Students have complained about moldy residence halls for years. The University pretty much ignored them – until students started going to the hospital.
In the last few weeks, nearly 75 students have reported finding mold in their residence halls. Townhouse Row, home to many of GW’s fraternities and sororities, has been evacuated, with the University temporarily re-housing students in local hotels. It is a full-blown crisis at this point – instead of settling into their first in-person semester in a year and a half, students are crashing in hotel rooms or seeking medical attention for respiratory problems.
GW didn’t take student complaints about mold seriously until it went from a medium-sized inconvenience to a dire health emergency. It should serve as a teachable moment for the University to not brush aside students’ concerns or wait to address them until it’s too late – when it comes to mold or anything else.
A deep dive into The Hatchet’s archives shows students raising concerns about mold in residence halls as far back as 2009 and about buildings falling into disrepair as far back as 2005. But the problem seemed to have escalated in recent years. In 2013, students were so fed up with officials ignoring their pleas to address the mold situation that they turned to a local news station to tell their story. The negative media attention helped spur administrators to action, and the University promised it would review maintenance policies.
This review, in turn, led to the University making a commitment to renovating residence halls every seven years. That was in 2014. In the seven years between then and now, mold-related maladies have still befallen more than a few students, with the University taking very little broad action to stop the issue. When summer residents in Mitchell Hall started experiencing congestion and migraines in 2017, maintenance crews found mold, and the University relocated those students to other buildings for the rest of the semester. Later that same year, the University hired maintenance crews to regularly wipe down the bathrooms in Thurston Hall amid widespread reports of recurring mold and mildew.
Thurston has historically been the worst fungal offender among mold-infested residence halls. As any GW student who has either lived there or attended a freshman-year party there can attest to, it is a generally unsanitary place. Administrators made the right call in massively renovating the building. But until then, officials failed to proactively address maintenance issues that arose in buildings.
GW is bringing in mold experts to inspect every single residential building. These deep, across-the-board steps are being taken now – but were not taken during the decade and a half when students consistently complained about mold in the places where they eat, sleep and bathe.
There’s the practical side of the mold issue, which may be related to how Facilities, Planning, Construction and Management handled the shutdown of HVAC systems during the pandemic. But the symbolism of GW quite literally covering over a problem until it caused chaos is quite on-the-nose. When students raise concerns, the University should not just brush problems with a fresh coat of paint until the point of disaster.
Student concerns going unaddressed, or students feeling like their concerns are not being listened to, is not restricted to just the mold issue. Students have often felt like they have been shouting into the void. But the University has shown signs of genuine good faith and effort in changing this dynamic. From acceding to student demands on divestment to removing segregationist Cloyd Heck Marvin’s name from the University Student Center, administrators are clearly listening to the most prominent voices on the biggest issues facing students.

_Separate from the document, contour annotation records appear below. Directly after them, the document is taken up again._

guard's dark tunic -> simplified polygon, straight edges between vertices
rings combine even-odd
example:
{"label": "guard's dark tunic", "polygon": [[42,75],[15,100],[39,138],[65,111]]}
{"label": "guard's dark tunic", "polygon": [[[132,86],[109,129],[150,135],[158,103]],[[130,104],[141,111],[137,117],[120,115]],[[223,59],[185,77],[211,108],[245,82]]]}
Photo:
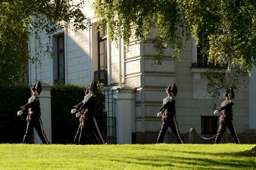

It is great to see administrators paying more attention to some of the larger issues students raise. But seemingly small issues – like the way student concerns about mold may have seemed a decade ago – should get addressed once students start bringing them up. It should not take two decades and a narrative-completing crisis to spur action. When students say hey, this bad thing is happening, their University should listen and not paint over the problem.
In 2019, The Hatchet’s then-contributing opinions editor wrote about moldy buildings, saying, “The University needs to prioritize stopping problems before they become costly for both the University and for students.” This is a rule for GW to live by going forward.
Andrew Sugrue, a senior majoring in political communication and political science, is the opinions editor.